If American 30-year loans do sink to 2.99%, Canadian 5-year fixed rates could easily break 1.99%. On insured mortgages we’re already less than 10 bps away from the magical 1.99% mark.
- GDP “Surprise”: It’s not often you say a 7.2% drop in GDP is “better-than-expected,” but March’s GDP number was better-than-expected (the consensus was -9%). For Q2, economists still expect a -41% annualized plunge, according to a Bloomberg survey.
- “Madness”: That’s how CMHC’s CEO reportedly characterized the disorganization that went into determining who CMHC would report to after the Liberal cabinet shuffle.
- Factoid: Some housing recoveries take years. “…Home sales in the U.S. still far below their peak 2006 level even today,” says Capital Economics. That’s how exuberant things got before the last global financial crisis.
- Quotable: “All models are wrong, but some are useful.” An apropos statement about today’s home price forecasts, writes Murtaza Haider.
3 Comments
What do you think about this?

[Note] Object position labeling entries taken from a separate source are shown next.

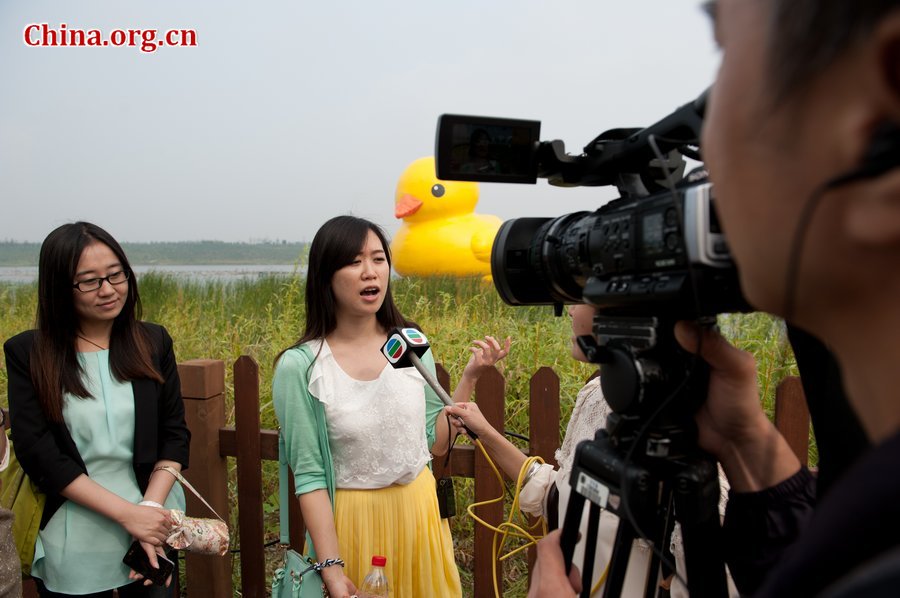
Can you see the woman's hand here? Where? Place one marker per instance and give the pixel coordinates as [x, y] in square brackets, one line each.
[485, 354]
[468, 415]
[338, 584]
[150, 525]
[731, 423]
[153, 552]
[549, 579]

Did they just announce no more refis for owner occupied? or multi unit only? seems like big news regardless?
https://twitter.com/ewsiddall/status/1266747386015211522
Hi Frank, That change applies to multi-unit CMHC insured properties only. We’ll provide a rundown in today’s report.
I wouldn’t be surprised to see rates go up a bit as the recovery makes headlines and then totally flop back to new lows.